Take chances and work as a team, John Deasy urges school principals

In his annual speech to administrators, Los Angeles schools Supt. John Deasy exhorted principals to be brave, take chances and not be afraid to make mistakes during a time of rapid change in the nation's second-largest school system.

"We will do this as a team," Deasy said at Hollywood High School in his address to principals, school board members and others. "We will learn together. We will grow together and we will make mistakes together."


Administrators are familiar with the changes Deasy alluded to. This year, they have to evaluate teachers under a system they find much more time-consuming. The district is moving toward a new curriculum to meet state learning standards. And a district college-prep policy will require students to pass more rigorous classes, among other things.

"I agree with the words," said administrators union President Judith Perez, referring to the speech. But, she added that principals need help. "If you want to help school leaders do their jobs, give us more assistant principals. Let's be concrete here."

United Teachers Los Angeles President Warren Fletcher attended Deasy's speech but said he had no immediate comment.

Other speakers at the back-to-school event included new L.A. Mayor Eric Garcetti and school board members Richard Vladovic and Steve Zimmer.

As he has before, Garcetti indicated he would adopt a conciliatory relationship with all parties, including district leadership and employee unions.

"I want to be a  bridge-builder," Garcetti said.
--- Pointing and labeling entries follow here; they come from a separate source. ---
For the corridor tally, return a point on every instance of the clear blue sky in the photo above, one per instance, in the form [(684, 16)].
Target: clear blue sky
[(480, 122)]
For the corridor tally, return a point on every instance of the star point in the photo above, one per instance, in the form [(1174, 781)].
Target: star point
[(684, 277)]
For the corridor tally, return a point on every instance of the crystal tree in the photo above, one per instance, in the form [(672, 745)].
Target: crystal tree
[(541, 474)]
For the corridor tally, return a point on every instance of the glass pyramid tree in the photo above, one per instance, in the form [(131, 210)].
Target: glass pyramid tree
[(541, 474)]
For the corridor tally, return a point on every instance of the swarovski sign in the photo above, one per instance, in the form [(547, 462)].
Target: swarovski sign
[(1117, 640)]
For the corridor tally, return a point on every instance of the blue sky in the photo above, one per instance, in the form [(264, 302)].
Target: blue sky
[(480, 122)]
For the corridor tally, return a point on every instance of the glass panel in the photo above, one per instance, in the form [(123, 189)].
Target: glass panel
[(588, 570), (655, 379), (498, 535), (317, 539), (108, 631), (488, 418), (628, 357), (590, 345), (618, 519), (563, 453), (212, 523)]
Too often the discussion has been about whether someone is "pro-union or pro-reform instead of figuring out a way to be pro-teacher and pro-change."

Garcetti also pledged to seek more state funding for schools and to use city dollars and city projects to benefit neighborhood campuses. He added that he would work to make sure every neighborhood had broadband Internet access, so that students would have that capability at home. L.A. Unified is planning to buy iPads for all students, beginning this year at 47 campuses.

This will be the first year that the district will not be faced with severe budget cuts; in the past several years, L.A. Unified has laid off thousands of teachers and others, and cut services and programs to schools. Vladovic, the new Board of Education president, spoke of the sacrifices made by employees and the need to restore services to students and jobs to employees.

Deasy, meanwhile, returned repeatedly to the theme of managing so many changes so quickly.

"Stay calm," he said. "It's what we tell students when we have our earthquake drill. ... We can do it."